1. Field of the Invention
The present invention relates to a passive radar receiver receiving a radio signal comprising frames of symbols each emitted on orthogonal coded carriers.
2. Background Art
In the radar field, it is generally difficult, if not impossible, to achieve the theoretically achievable detection performance limits for a mobile target. This is because detection performances are conditioned by the signal to thermal noise ratio at the output of a tuned filter in the radar receiver and in practise is generally limited not by thermal noise but by clutter at the output of the tuned filter. In the present context the term clutter is to be interpreted in the wide sense of all paths with zero Doppler effect. For example, for a bistatic radar with distant emitter and receiver, the clutter designates all of the following paths: the direct path from the emitter and each path received following reflection by a fixed obstacle.
Various methods of rejecting these unwanted signals are known in the art but have nonnegligible drawbacks. For example, adaptive rejection methods based on using a covariance matrix of the signals received by an array of sensors have the following limitations:
They eliminate only a limited number of decorrelated interference signals, characterized by their direction. Consequently, these methods are not optimized in the context of the fight against clutter when the latter is rich in multiple paths with different time-delays.                They lead to the creation of blind axes, associated with the rejected signals, on which it becomes impossible to detect a target.        They reject only signals whose signal to noise ratio is positive after angular compression. This rejection is limiting if it is effected at the beginning of radar processing, i.e. before distance-Doppler compression.        
The invention is more particularly directed to the rejection of all zero Doppler effect signals in the clutter picked up by a passive radar receiver of particular orthogonal frequency division multiplex (OFDM) signals. OFDM signals are characterized by simultaneously emitting a large number of orthogonal sub-carriers phase coded with plural phase or amplitude states, i.e. by a spectrum of orthogonal lines, in the Fourier transform sense, over a finite duration T, equidistant at intervals 1/T.

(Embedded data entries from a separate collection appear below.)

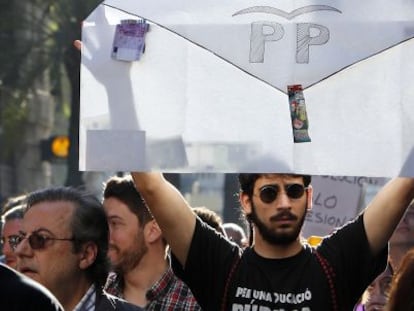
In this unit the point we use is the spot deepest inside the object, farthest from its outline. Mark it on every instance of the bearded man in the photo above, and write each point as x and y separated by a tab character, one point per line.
279	271
138	253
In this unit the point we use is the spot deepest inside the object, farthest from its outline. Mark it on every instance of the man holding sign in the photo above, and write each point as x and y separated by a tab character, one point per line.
278	271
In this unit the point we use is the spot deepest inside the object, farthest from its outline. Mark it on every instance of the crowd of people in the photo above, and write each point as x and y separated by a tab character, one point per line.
145	248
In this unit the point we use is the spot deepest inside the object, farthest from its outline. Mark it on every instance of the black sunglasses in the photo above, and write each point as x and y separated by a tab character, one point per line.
9	239
269	193
35	239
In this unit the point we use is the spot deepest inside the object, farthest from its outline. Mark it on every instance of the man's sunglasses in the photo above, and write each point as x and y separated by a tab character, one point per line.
35	239
9	239
269	193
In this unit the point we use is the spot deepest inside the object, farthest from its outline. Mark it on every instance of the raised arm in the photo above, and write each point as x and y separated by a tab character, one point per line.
171	211
383	214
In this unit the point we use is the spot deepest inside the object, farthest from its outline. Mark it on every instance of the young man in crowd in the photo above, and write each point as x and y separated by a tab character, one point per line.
11	222
19	293
139	253
63	245
278	271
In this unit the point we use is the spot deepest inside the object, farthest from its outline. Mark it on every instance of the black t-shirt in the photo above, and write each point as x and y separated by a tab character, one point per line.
296	283
19	293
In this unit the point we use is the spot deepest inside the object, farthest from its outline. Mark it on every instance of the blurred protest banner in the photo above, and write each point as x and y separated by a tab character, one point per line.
337	200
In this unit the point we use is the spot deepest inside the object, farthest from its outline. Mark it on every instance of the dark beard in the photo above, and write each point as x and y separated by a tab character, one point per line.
132	258
272	237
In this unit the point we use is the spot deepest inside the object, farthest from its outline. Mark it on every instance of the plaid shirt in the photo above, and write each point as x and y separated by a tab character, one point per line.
167	294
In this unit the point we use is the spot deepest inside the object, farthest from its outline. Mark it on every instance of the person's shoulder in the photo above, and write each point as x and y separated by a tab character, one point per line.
111	302
18	286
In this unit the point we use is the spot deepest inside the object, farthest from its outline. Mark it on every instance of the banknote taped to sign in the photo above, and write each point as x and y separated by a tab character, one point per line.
210	91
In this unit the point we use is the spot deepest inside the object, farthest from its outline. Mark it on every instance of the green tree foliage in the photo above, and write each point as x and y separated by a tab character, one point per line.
36	37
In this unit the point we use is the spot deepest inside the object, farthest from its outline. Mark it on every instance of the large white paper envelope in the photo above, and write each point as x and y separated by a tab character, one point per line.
210	91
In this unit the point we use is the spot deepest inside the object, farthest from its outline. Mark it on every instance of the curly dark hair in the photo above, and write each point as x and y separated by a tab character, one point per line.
123	189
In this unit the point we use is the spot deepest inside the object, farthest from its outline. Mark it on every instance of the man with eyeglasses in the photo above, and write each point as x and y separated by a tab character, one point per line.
278	271
63	245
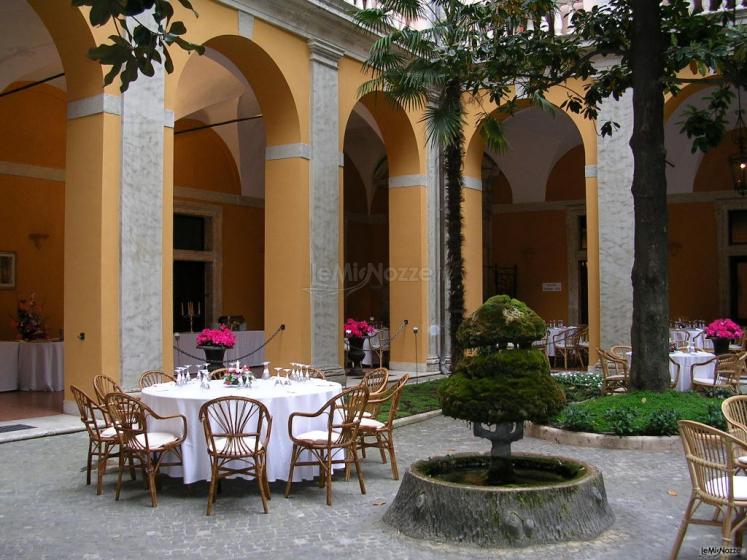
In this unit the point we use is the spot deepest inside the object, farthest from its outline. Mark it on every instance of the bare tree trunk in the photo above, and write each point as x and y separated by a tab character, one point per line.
649	333
454	261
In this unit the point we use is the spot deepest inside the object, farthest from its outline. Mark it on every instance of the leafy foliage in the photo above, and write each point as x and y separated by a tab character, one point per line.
501	320
641	413
139	42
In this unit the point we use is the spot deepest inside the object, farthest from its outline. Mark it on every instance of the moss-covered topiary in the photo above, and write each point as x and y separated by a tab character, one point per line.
501	320
499	387
502	386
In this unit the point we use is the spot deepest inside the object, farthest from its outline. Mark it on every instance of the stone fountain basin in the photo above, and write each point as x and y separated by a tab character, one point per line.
514	516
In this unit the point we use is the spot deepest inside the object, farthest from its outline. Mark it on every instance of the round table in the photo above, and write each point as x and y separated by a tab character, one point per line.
280	400
686	360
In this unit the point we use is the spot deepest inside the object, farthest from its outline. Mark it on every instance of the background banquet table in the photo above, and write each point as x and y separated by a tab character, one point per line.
32	366
246	341
280	401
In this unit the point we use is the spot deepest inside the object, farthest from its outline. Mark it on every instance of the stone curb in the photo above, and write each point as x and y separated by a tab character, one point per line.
602	441
415	418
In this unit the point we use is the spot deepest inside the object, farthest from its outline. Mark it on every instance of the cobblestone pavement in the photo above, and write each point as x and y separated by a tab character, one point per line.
47	511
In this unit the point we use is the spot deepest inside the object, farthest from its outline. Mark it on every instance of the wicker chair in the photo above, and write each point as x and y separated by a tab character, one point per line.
381	432
710	457
218	374
154	376
729	368
614	373
343	416
102	439
103	385
237	431
131	420
735	413
563	343
375	380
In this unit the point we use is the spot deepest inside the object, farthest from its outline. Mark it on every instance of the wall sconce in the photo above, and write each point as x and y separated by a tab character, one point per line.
37	238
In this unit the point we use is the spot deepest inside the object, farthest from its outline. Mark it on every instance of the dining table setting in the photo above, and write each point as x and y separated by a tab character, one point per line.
282	396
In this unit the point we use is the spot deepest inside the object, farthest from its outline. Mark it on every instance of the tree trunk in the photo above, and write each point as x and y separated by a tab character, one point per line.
454	261
649	332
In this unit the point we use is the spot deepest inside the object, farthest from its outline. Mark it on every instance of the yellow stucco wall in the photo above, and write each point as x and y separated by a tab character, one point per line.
32	132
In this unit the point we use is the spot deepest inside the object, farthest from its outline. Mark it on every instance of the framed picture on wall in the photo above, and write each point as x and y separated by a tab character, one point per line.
7	271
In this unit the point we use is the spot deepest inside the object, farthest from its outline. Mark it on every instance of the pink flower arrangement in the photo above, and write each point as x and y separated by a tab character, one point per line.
723	328
217	337
357	329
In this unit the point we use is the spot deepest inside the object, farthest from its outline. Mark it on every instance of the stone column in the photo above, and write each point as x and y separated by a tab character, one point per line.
141	226
324	207
614	173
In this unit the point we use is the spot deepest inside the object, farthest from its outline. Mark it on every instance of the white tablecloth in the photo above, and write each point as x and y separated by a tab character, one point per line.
553	332
41	366
686	361
246	341
281	401
9	366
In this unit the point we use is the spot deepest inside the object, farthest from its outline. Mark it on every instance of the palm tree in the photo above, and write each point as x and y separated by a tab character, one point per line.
425	70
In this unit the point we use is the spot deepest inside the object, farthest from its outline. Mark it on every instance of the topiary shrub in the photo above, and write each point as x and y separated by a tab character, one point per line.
501	387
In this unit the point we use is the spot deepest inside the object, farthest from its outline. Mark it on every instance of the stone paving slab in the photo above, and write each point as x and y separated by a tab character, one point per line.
47	511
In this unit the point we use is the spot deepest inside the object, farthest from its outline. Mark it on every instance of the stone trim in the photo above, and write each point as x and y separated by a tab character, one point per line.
325	53
32	171
102	103
218	197
406	181
472	183
288	151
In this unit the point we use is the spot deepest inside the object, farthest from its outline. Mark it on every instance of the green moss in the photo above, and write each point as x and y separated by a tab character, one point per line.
645	408
506	386
501	320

A bistatic radar disclosed in the French patent application FR 2776438 processes coded OFDM (COFDM) digital radio signals in the context of radio and television broadcasts conforming to the European Digital Audio Broadcasting (DAB) and Digital Video Broadcasting (DVB) standards. These signals, which are therefore sent by emitters of opportunity in the case of passive radar receiver applications, ensure optimum use of the spectrum emitted, in a similar manner to white noise, and are resistant to multipath propagation and interference.

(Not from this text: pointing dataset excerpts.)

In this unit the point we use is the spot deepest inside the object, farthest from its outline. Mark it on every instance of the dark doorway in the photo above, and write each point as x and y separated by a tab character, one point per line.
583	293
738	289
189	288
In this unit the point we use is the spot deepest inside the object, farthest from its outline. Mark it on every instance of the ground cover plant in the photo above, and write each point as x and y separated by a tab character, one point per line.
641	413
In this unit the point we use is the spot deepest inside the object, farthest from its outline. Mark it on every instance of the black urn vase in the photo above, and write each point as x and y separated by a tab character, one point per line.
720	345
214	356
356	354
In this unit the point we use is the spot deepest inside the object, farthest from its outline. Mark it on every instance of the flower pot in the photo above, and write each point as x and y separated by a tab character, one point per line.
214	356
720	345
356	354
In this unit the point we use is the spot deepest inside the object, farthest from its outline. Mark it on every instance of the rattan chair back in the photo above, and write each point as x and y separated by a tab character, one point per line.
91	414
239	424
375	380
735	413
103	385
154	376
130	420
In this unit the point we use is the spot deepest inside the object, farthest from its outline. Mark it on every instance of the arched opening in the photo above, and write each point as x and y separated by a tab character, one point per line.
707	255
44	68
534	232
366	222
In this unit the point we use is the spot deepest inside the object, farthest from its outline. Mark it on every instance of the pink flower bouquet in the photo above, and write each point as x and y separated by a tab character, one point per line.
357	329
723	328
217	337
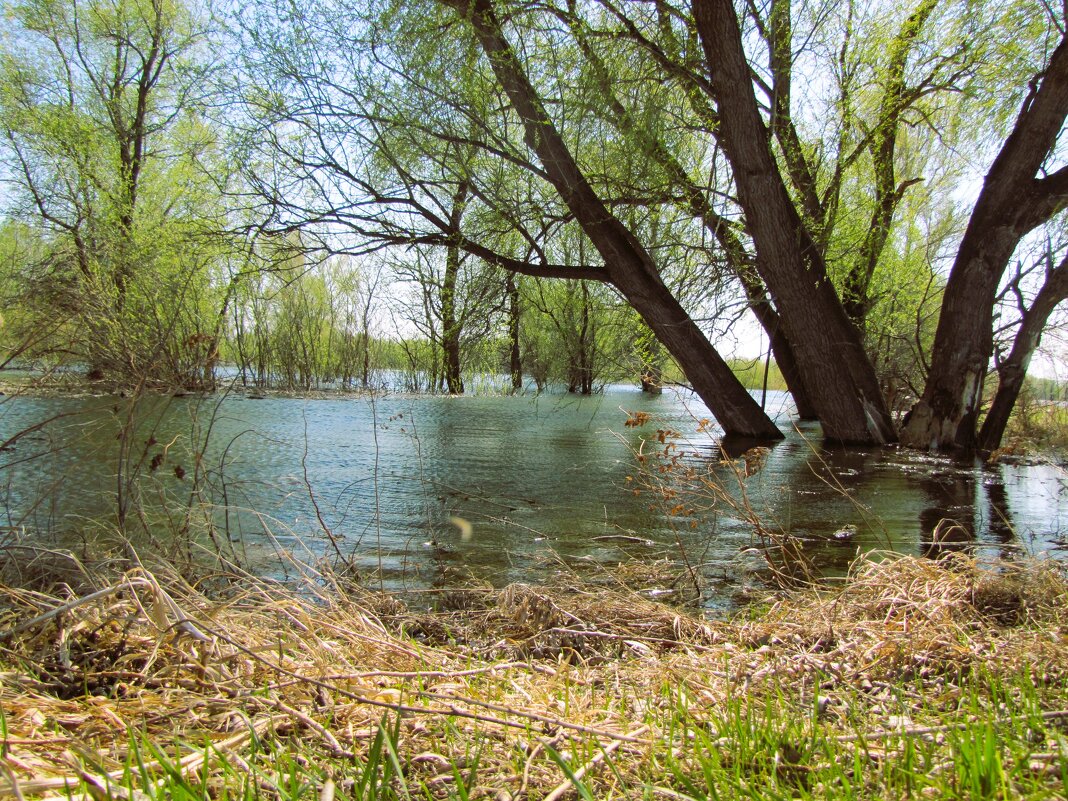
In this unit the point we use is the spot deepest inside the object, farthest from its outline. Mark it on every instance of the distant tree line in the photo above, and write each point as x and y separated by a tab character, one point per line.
560	191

According to the above patent application, the radar receiver comprises a plurality of receive antennas for detecting the signals. The radar processing is based on Doppler-distance correlation of the signals received with a emitted signal time reference. The time reference is obtained by decoding the signals recorded conforming to the radio telecommunications operations effected.
However, because of the bistatic nature of the radar system, the power of the direct path signal is high compared to that of the wanted signal reflected by a target. The direct path should be rejected before effecting the Doppler-distance correlation. The energy contained in the distance-Doppler secondary lobes of the direct path is generally significantly higher than the thermal noise, so that targets situated in the vicinity of the direct path are difficult to detect.
PCT International Application PCT/FR02/00224 filed on Jan. 18, 2002 and not yet published, proposes a radar receiver for OFDM radio signals received via a propagation channel and comprising frames of symbols each emitted on orthogonal coded carriers. The radar receiver seeks to eliminate the contribution correlation of the direct path and more generally of unwanted zero Doppler effect signals to the processing of received signals before Doppler-distance. The radar receiver referred to comprises shaping means for converting the received signal into the form of a digital symbol signal, Doppler-distance correlation means for discriminating mobile targets, and filtering means for eliminating in the symbol signal at least unwanted zero Doppler effect signals in order to apply a filtered signal including essentially signals backscattered by targets to the correlation means. The radar receiver can comprise a plurality of receive channels.
However, although the filtering means based on inverse matrices of covariance matrices each depending on products of spectral lines of the symbol signals relating to a respective carrier reject all of the clutter, i.e. essentially the unwanted zero Doppler effect signals, the receiver does not provide isotropic spatial coverage. After filtering, the radiation diagrams of the filtered signals corresponding to the receive channels feature blind sectors, i.e. “gaps” in the directions in which correlated zero Doppler effect signals are received, especially if the latter signals are at high powers.
Adaptive filtering of the lines of the received OFDM signals causes rejection losses that can result from correlation between the directional vector related to a mobile target and one of the vectors associated with the zero Doppler effect signals that must be filtered. Mobile targets in the blind direction in which the unwanted zero Doppler effect signals are eliminated can no longer be detected.